Le roman se déroule aux Etats-Unis dans un futur dystopique. La démocratie a disparu après un coup d’état, au profit d’une dictature religieuse, la République de Giléad qui fait la part belle à la maternité – la fécondité ayant chuté drastiquement. Les hommes dominent une société où la femme est entièrement au service du masculin et de la reproduction. La société est divisée en caste, les femmes étant soit des épouses, soit des servantes destinées à procréer, soit des Marthas – domestiques. Toute femme qui se rebellerait, n’aurait pas des idées conformes ou ne pourrait remplir un rôle « utile » est déportée dans les colonies ou éliminée, tout comme les hommes qui seraient leur complice ou qui n’appartiendraient pas à la religion officielle qui s’appuie sur une lecture rigoriste de la Bible et notamment de l’Ancien Testament.

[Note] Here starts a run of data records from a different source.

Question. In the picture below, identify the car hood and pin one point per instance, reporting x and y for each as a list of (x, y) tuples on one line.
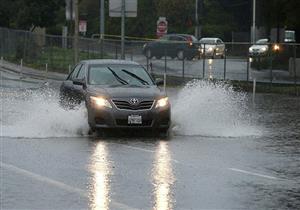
[(208, 46), (145, 92), (258, 47)]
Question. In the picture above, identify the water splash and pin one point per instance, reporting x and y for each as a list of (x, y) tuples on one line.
[(37, 114), (212, 109)]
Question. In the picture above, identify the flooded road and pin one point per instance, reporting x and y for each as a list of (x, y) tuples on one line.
[(224, 153)]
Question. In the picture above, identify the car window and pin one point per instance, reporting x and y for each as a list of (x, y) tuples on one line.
[(164, 38), (81, 73), (118, 75), (74, 73), (177, 38), (262, 41), (207, 41)]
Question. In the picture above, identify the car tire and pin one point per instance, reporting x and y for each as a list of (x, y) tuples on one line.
[(148, 54), (180, 54), (164, 133), (190, 58)]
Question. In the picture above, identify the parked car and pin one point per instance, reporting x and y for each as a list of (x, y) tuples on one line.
[(212, 47), (260, 48), (117, 94), (173, 45)]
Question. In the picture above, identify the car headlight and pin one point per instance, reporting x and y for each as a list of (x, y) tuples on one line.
[(162, 102), (263, 49), (100, 102)]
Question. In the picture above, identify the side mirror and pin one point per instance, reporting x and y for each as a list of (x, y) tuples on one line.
[(79, 82), (159, 81)]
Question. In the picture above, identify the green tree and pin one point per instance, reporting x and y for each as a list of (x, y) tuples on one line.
[(25, 14)]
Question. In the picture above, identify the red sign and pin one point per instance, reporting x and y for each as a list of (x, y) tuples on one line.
[(82, 26), (162, 27)]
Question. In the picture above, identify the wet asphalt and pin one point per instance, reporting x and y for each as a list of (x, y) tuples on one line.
[(181, 172)]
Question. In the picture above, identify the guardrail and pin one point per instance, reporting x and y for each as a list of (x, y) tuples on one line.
[(235, 62)]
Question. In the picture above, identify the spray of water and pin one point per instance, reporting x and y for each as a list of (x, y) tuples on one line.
[(212, 109), (201, 108), (37, 114)]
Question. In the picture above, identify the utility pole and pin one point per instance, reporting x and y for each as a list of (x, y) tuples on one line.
[(75, 6), (122, 30), (253, 34), (196, 20), (102, 20)]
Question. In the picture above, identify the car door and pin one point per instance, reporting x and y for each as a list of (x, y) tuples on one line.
[(176, 44), (67, 88), (78, 90)]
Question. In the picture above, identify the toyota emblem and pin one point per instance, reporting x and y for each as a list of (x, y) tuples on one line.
[(133, 101)]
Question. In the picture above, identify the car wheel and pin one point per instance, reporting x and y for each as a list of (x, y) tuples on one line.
[(148, 54), (190, 58), (164, 133), (180, 54)]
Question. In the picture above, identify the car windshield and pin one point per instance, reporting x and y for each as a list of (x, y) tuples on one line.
[(118, 75), (262, 41), (208, 41)]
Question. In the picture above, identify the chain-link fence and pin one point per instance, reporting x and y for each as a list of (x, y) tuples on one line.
[(262, 62)]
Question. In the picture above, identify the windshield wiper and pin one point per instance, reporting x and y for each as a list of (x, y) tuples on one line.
[(122, 81), (136, 77)]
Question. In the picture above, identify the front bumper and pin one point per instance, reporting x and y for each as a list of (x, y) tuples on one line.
[(118, 118)]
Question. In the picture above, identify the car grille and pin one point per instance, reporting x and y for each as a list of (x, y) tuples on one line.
[(143, 105), (124, 122)]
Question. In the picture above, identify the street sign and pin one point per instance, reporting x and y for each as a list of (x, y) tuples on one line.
[(82, 26), (115, 8), (69, 10), (162, 26)]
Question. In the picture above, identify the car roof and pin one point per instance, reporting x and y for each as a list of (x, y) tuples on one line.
[(109, 61), (209, 38)]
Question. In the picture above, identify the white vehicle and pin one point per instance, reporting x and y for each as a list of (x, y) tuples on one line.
[(212, 47), (289, 36), (260, 48)]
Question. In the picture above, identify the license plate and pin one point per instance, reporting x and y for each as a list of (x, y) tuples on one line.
[(134, 119)]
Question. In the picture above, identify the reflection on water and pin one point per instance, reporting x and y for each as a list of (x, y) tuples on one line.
[(101, 171), (163, 178)]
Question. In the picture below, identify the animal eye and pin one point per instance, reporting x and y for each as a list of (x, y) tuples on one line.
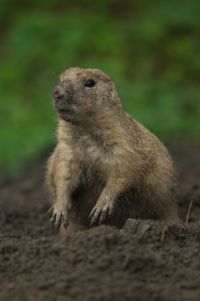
[(90, 83)]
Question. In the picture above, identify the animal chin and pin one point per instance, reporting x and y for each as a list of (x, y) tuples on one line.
[(67, 115)]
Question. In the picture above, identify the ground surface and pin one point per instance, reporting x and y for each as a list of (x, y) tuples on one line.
[(143, 261)]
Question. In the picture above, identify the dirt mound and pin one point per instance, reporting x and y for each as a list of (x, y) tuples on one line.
[(144, 261)]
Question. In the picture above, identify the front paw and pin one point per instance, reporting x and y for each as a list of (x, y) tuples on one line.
[(100, 212), (58, 216)]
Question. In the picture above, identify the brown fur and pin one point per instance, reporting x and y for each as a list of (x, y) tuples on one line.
[(106, 166)]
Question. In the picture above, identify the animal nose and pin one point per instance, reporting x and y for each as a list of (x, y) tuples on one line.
[(58, 93)]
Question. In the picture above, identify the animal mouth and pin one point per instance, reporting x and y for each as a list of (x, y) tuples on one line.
[(67, 115), (61, 111)]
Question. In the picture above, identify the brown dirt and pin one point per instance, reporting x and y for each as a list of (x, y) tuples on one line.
[(144, 261)]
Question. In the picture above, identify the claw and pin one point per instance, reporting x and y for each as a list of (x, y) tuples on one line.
[(57, 217), (98, 215)]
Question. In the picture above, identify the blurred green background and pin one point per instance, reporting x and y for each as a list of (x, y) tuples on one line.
[(150, 49)]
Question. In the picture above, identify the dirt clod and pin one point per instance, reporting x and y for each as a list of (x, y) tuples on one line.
[(146, 260)]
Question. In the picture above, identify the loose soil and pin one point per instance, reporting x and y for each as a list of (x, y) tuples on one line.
[(146, 260)]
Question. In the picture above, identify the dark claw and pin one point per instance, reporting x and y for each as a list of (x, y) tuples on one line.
[(94, 216), (104, 215)]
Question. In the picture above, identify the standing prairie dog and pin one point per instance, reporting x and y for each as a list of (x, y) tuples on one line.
[(106, 167)]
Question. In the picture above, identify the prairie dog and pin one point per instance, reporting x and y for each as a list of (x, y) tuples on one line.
[(106, 166)]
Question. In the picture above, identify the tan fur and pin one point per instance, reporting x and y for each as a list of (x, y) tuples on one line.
[(106, 166)]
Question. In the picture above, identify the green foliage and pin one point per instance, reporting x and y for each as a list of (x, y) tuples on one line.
[(150, 48)]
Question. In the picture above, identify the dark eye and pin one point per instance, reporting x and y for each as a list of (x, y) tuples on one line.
[(90, 83)]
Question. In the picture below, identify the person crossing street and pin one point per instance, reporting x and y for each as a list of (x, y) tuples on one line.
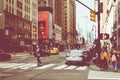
[(38, 51)]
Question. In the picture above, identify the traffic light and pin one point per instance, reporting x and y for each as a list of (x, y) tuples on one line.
[(93, 16)]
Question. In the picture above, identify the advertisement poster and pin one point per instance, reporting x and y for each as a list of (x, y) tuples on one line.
[(43, 24)]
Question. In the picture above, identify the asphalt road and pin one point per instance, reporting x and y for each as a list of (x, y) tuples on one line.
[(24, 67)]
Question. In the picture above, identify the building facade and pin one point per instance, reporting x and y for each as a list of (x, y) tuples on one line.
[(64, 17), (16, 23)]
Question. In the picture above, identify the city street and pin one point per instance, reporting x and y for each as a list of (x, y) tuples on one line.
[(24, 67)]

Et les archives dans tout ça ??

Dans le cœur du récit, les archives apparaissent de manière fugace. Elles jouent parfois un rôle funeste puisque des recherches au sein des archives des hôpitaux ont permis de retrouver les médecins ayant pratiqué des avortements et de les exterminer. L’auteure précise toutefois que « la plupart des hôpitaux ont détruit leurs archives dès que ce qui allait arrivé s’est précisé. » Détruire les archives est, dans ce cas, une mesure de précaution pour éviter des représailles tant on sait bien que dans les périodes obscures, les archives peuvent servir à de mauvais escient.

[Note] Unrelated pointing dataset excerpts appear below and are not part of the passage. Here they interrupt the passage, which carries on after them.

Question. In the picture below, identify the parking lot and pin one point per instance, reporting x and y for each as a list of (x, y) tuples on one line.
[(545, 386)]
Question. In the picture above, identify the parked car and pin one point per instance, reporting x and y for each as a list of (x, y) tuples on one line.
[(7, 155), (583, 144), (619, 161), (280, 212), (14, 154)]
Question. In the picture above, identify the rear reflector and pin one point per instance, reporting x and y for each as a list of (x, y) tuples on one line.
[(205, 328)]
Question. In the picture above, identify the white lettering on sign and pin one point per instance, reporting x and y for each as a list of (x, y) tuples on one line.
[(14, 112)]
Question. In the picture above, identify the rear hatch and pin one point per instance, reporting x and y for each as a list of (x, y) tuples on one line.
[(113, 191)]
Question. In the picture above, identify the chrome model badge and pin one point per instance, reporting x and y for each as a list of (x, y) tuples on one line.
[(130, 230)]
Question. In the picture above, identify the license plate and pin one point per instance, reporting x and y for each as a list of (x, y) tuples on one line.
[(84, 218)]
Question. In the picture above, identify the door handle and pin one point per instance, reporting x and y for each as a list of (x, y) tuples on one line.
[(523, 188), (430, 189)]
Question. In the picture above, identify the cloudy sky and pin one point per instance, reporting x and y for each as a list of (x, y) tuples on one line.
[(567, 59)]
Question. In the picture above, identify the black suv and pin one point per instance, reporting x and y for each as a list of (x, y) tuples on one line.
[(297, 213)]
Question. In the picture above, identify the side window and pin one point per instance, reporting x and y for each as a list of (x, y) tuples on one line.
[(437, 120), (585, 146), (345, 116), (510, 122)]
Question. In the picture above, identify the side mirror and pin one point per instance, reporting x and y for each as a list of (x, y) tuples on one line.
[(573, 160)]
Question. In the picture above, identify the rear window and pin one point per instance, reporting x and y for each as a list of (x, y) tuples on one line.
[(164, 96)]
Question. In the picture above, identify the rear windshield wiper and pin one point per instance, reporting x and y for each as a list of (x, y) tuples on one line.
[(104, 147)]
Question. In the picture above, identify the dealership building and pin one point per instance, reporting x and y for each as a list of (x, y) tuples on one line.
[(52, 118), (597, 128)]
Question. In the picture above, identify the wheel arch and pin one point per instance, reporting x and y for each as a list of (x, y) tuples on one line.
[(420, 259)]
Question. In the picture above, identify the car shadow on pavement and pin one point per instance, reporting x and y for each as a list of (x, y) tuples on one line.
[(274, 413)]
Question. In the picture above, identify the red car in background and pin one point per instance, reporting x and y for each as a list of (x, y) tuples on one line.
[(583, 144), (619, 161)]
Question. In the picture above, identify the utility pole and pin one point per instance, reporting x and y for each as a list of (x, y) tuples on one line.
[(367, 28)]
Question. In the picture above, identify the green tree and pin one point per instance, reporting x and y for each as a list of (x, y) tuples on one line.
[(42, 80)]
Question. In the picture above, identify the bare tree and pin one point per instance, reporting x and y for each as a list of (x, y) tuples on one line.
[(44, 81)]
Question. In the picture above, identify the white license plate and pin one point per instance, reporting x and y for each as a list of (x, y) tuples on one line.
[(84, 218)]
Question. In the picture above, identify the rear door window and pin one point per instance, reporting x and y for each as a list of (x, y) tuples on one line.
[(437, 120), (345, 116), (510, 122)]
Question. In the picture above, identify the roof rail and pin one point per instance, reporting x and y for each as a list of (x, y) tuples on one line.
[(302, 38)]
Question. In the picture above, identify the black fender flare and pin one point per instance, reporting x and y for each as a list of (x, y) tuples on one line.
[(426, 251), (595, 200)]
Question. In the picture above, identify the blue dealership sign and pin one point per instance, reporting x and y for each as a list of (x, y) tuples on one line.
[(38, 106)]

Bien plus loin, la narratrice évoque ses rêves qui font appel à des souvenirs de la période ayant précédé la dictature : « juste le cerveau qui feuillette ses vieilles archives. » Ce passage montre bien que malgré les autodafés et les destructions, les souvenirs sont aussi nos archives personnelles, qu’il est bien difficile d’éradiquer.

Lorsque Defred – l’héroïne dont on ne connaîtra jamais le véritable nom – passe devant d’anciens bâtiments, elle se remémore la bibliothèque et « quelque part dans les caves, les archives. » Hélas, le cliché de la cave reste donc tenace !

C’est dans le dernier chapitre intitulé Notes historiques que l’importance des archives se révèle. Le récit semble clos et on se demande ce que sont ces notes. Il s’agit en réalité de la transcription du Douzième colloque d’études giléadiennes. La République de Giléad semble avoir disparu et fait désormais l’objet de recherches historiques, lesquelles se basent sur les archives disponibles.

Le conférencier principal est le professeur James Darcy Piexoto, directeur des Archives des Vingtième et Vingt et unième siècles, de l’Université de Cambridge. Il appartient à une association de Recherches Giléadiennes. Cet archiviste éminent est donc également un chercheur en Histoire qui s’intéresse à cette étrange République de Giléad notamment par le prisme des écrits du for privé que sont les journaux intimes. Il se livre au cours de ce colloque à l’analyse d’une source : le conte de la servante écarlate.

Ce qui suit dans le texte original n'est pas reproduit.